Updates released on Wednesday by the Internet Systems Consortium (ISC) for the DNS software BIND patch four high severity, remotely exploitable denial-of-service (DoS) vulnerabilities.
Exploiting the flaws can cause the BIND name server (named) process to encounter an assertion failure and stop executing, resulting in a DoS condition for clients. ISC has provided the following description for the vulnerabilities:
- CVE-2016-9778: An error in handling certain queries can cause an assertion failure when a server is using the nxdomain-redirect feature to cover a zone for which it is also providing authoritative service. A vulnerable server could be intentionally stopped by an attacker if it was using a configuration that met the criteria for the vulnerability and if the attacker could cause it to accept a query that possessed the required attributes.
- CVE-2016-9147: Depending on the type of query and the EDNS options in the query they receive, DNSSEC-enabled authoritative servers are expected to include RRSIG and other RRsets in their responses to recursive servers. DNSSEC-validating servers will also make specific queries for DS and other RRsets. Whether DNSSEC-validating or not, an error in processing malformed query responses that contain DNSSEC-related RRsets that are inconsistent with other RRsets in the same query response can trigger an assertion failure.
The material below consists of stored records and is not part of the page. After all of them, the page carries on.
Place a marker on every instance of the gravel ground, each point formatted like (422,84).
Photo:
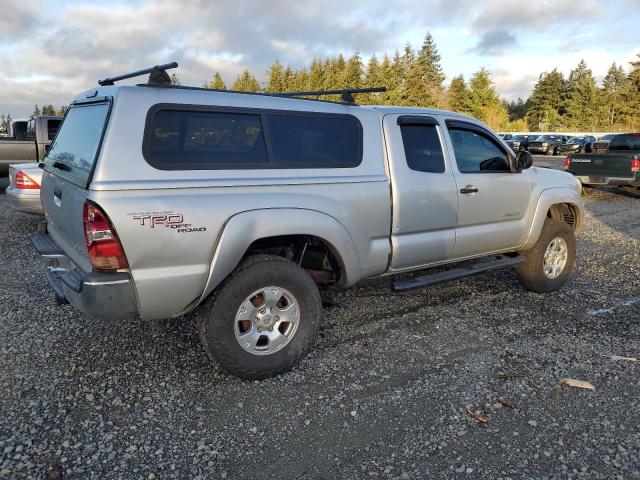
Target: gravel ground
(385,393)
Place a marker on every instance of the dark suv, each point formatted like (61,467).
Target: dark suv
(577,145)
(547,144)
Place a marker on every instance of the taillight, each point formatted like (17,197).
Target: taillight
(25,182)
(105,251)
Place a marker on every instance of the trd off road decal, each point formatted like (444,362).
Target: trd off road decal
(170,219)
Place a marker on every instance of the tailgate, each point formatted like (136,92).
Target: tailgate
(607,165)
(63,204)
(68,167)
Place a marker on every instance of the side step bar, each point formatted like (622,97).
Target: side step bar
(456,273)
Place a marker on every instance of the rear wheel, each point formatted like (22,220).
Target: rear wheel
(550,261)
(263,320)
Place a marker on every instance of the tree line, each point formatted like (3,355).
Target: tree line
(5,120)
(414,77)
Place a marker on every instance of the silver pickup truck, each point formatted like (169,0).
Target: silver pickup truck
(161,200)
(28,144)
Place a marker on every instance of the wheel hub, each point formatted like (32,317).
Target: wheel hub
(555,258)
(266,319)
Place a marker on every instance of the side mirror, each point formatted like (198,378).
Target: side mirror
(524,160)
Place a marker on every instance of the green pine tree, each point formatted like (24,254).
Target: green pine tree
(484,102)
(275,77)
(545,103)
(458,95)
(581,102)
(614,86)
(413,92)
(429,60)
(217,83)
(353,72)
(246,82)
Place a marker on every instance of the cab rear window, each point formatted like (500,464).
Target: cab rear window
(200,139)
(74,151)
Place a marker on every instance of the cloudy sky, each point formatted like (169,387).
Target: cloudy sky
(50,51)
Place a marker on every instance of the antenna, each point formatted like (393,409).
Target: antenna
(157,68)
(346,94)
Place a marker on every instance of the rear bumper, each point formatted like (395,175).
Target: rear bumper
(102,295)
(27,201)
(604,181)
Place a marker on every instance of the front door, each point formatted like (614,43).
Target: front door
(423,189)
(493,196)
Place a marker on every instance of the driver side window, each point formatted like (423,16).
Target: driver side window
(477,153)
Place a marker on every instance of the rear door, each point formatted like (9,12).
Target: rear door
(423,189)
(68,167)
(493,196)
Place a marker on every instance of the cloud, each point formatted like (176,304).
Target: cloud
(51,54)
(495,42)
(16,17)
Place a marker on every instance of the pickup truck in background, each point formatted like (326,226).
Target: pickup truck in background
(601,144)
(29,143)
(547,144)
(620,166)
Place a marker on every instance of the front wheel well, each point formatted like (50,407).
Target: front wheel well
(317,256)
(565,212)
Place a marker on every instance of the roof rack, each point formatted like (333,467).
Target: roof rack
(158,77)
(151,70)
(346,94)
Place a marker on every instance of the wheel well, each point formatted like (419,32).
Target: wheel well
(565,212)
(314,254)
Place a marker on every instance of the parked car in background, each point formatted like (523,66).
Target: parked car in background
(23,192)
(546,144)
(577,145)
(601,144)
(517,141)
(619,166)
(161,201)
(30,145)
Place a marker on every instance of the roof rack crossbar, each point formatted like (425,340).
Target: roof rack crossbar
(346,93)
(112,80)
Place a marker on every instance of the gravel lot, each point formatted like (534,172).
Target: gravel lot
(385,393)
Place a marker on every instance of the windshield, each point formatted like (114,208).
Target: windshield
(74,151)
(625,142)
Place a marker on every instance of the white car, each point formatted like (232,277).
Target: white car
(23,192)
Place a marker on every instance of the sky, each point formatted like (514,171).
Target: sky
(51,51)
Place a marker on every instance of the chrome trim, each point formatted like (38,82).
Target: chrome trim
(111,282)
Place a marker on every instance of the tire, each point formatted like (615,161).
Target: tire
(220,322)
(586,190)
(531,274)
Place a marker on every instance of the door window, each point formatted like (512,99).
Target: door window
(477,153)
(422,148)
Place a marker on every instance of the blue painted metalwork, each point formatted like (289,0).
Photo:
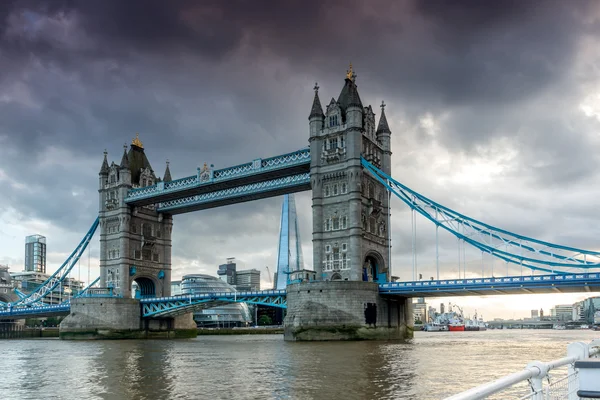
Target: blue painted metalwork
(283,250)
(175,305)
(26,312)
(492,286)
(521,250)
(257,166)
(61,273)
(85,290)
(273,185)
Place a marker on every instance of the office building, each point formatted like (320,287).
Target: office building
(562,312)
(224,316)
(227,271)
(247,280)
(420,310)
(175,288)
(35,254)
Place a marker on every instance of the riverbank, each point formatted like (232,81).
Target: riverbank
(240,331)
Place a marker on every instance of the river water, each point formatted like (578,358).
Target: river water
(433,365)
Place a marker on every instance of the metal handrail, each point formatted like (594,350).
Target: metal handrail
(534,371)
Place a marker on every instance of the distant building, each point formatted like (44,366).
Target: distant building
(420,310)
(247,280)
(302,275)
(228,315)
(227,271)
(35,253)
(562,312)
(5,284)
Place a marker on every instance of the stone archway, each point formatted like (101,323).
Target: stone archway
(374,268)
(144,287)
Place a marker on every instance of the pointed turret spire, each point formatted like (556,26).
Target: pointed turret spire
(317,109)
(104,167)
(349,94)
(124,159)
(167,177)
(383,126)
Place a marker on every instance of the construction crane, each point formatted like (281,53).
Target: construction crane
(269,275)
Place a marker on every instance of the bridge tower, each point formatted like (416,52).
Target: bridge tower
(135,243)
(351,245)
(350,208)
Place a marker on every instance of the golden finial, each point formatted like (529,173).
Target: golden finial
(137,142)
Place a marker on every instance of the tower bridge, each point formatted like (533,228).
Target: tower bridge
(347,168)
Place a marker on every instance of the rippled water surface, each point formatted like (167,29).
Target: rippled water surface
(432,366)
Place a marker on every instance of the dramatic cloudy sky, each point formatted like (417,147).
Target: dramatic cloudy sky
(494,108)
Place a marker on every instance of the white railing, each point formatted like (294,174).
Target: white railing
(542,386)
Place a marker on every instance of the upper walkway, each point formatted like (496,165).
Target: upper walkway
(214,188)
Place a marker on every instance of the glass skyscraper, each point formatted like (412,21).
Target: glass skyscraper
(35,253)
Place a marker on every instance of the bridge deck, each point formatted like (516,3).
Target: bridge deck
(572,283)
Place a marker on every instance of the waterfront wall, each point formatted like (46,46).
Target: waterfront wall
(120,318)
(345,310)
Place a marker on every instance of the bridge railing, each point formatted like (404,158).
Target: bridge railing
(537,375)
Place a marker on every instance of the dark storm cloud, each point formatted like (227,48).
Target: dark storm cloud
(225,82)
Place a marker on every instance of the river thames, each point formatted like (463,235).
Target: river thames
(433,365)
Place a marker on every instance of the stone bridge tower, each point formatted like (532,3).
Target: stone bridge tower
(135,242)
(351,246)
(350,208)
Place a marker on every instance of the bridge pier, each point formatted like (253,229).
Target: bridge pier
(121,318)
(345,310)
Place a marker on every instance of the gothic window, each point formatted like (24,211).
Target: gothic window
(336,258)
(333,120)
(147,228)
(335,223)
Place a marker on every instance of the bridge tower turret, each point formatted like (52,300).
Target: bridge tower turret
(350,208)
(351,246)
(135,242)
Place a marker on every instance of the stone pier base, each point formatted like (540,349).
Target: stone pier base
(119,318)
(344,310)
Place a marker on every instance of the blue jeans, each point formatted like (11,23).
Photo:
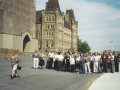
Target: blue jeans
(82,68)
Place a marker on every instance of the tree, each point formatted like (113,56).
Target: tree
(83,46)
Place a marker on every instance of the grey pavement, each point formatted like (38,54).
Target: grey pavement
(41,79)
(108,81)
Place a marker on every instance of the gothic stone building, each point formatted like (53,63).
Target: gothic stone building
(54,29)
(17,26)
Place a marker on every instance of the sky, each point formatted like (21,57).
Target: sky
(98,21)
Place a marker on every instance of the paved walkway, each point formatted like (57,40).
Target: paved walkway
(36,79)
(108,81)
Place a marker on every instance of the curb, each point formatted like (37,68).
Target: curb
(90,82)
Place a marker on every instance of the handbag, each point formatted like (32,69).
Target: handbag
(19,65)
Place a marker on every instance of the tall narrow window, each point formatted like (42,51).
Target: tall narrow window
(48,27)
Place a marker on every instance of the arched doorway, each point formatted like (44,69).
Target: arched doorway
(25,41)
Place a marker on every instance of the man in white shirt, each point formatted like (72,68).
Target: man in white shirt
(50,55)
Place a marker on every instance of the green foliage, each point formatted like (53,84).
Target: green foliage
(83,46)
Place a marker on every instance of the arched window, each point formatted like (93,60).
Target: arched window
(46,43)
(51,43)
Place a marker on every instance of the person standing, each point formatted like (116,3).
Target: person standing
(55,61)
(82,64)
(14,62)
(67,62)
(111,57)
(41,60)
(91,62)
(72,62)
(87,64)
(78,63)
(96,59)
(50,55)
(60,58)
(104,59)
(116,62)
(35,57)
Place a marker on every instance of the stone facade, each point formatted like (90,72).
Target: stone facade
(56,30)
(17,25)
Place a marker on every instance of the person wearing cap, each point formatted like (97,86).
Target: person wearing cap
(104,59)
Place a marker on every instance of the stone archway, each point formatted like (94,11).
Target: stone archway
(25,41)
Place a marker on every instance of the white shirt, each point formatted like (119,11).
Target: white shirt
(72,61)
(50,54)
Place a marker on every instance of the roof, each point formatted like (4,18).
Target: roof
(70,13)
(38,16)
(52,5)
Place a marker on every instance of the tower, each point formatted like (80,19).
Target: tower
(17,25)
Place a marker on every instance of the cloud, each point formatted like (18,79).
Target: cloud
(98,22)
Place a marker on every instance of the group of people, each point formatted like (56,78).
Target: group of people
(83,63)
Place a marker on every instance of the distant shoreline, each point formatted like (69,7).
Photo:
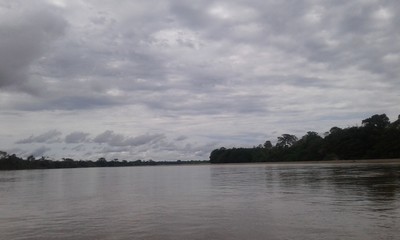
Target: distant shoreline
(360,161)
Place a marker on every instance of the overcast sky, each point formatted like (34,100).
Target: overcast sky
(175,79)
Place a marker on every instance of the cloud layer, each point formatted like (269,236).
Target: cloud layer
(202,73)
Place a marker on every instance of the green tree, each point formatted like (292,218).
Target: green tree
(286,140)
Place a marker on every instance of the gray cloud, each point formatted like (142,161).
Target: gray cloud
(47,137)
(119,140)
(39,152)
(26,33)
(76,137)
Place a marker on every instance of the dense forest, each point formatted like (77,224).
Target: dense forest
(376,138)
(12,162)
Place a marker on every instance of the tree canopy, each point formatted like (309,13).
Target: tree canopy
(376,138)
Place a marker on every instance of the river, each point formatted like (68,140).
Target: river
(249,201)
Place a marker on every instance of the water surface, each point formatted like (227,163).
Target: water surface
(261,201)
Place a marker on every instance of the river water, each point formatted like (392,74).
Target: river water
(260,201)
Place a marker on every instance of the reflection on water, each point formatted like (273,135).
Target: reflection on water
(262,201)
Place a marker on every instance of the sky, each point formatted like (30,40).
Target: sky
(175,79)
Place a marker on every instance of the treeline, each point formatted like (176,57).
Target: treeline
(376,138)
(12,162)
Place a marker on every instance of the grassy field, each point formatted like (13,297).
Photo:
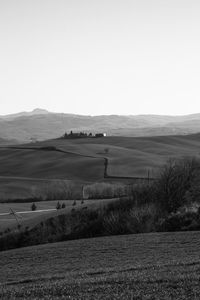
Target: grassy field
(32,219)
(144,266)
(131,156)
(23,170)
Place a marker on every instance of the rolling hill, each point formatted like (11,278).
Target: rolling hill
(82,161)
(41,125)
(146,266)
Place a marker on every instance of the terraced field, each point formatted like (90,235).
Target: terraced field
(144,266)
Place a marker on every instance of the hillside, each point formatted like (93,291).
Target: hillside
(131,156)
(41,125)
(148,266)
(25,168)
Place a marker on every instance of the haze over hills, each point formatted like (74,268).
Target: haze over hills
(41,124)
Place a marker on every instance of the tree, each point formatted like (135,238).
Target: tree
(33,207)
(58,206)
(106,150)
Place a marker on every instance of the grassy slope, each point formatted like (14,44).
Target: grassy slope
(129,156)
(32,219)
(49,165)
(144,266)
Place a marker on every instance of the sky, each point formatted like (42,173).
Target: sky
(100,57)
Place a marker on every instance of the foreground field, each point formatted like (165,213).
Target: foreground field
(145,266)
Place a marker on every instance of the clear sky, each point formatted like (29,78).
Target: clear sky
(100,57)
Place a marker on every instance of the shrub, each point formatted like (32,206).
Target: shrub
(114,222)
(179,221)
(174,182)
(63,205)
(142,218)
(58,206)
(102,190)
(33,207)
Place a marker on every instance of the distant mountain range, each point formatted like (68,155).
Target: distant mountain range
(41,124)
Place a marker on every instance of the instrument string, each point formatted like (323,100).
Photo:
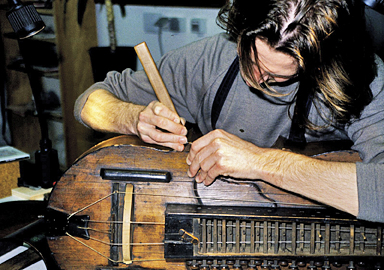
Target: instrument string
(184,197)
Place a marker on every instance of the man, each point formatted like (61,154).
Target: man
(306,73)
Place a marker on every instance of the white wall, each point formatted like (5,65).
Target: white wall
(130,29)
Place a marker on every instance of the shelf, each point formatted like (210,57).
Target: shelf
(29,109)
(43,37)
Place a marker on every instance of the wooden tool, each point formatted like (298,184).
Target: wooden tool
(153,75)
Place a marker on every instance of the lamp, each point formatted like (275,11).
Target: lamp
(26,22)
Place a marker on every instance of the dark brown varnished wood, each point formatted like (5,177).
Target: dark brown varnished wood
(82,185)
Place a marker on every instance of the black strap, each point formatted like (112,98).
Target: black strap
(297,130)
(223,91)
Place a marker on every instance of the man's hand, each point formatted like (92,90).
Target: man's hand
(221,153)
(159,125)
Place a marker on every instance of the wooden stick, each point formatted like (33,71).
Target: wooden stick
(153,75)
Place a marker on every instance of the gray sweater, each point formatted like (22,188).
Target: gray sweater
(192,75)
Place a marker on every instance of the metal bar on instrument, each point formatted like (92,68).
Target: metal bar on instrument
(115,238)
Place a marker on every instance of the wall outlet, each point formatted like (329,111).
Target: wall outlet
(199,26)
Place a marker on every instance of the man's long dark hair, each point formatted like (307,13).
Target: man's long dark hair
(326,37)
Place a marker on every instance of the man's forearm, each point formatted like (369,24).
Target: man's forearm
(104,112)
(331,183)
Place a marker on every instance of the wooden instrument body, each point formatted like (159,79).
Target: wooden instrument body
(82,187)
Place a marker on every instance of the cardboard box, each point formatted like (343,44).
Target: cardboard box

Although the combination of properties which triggers the assertion should not occur in normal traffic, it is potentially possible for the assertion to be triggered deliberately by an attacker sending a specially-constructed answer.
- CVE-2016-9131: A malformed query response received by a recursive server in response to a query of RTYPE ANY could trigger an assertion failure while named is attempting to add the RRs in the query response to the cache. While the combination of properties which triggers the assertion should not occur in normal traffic, it is potentially possible for the assertion to be triggered deliberately by an attacker sending a specially-constructed answer having the required properties, after having engineered a scenario whereby an ANY query is sent to the recursive server for the target QNAME. A recursive server will itself only send a query of type ANY if it receives a client query of type ANY for a QNAME for which it has no RRsets at all in cache, otherwise it will respond to the client with the the RRsets that it has available.
- CVE-2016-9444: An unusually-formed answer containing a DS resource record could trigger an assertion failure. While the combination of properties which triggers the assertion should not occur in normal traffic, it is potentially possible for the assertion to be triggered deliberately by an attacker sending a specially-constructed answer having the required properties.
CVE-2016-9444, CVE-2016-9147 and CVE-2016-9131 pose a risk mainly to recursive servers, and CVE-2016-9778 affects only certain configurations. The vulnerabilities have been patched with the release of BIND versions 9.9.9-P5, 9.10.4-P5, 9.11.0-P2 and 9.9.9-S7.
ISC said it was not aware of active exploits for any of these vulnerabilities. The organization sent out advance notifications for these flaws on January 3.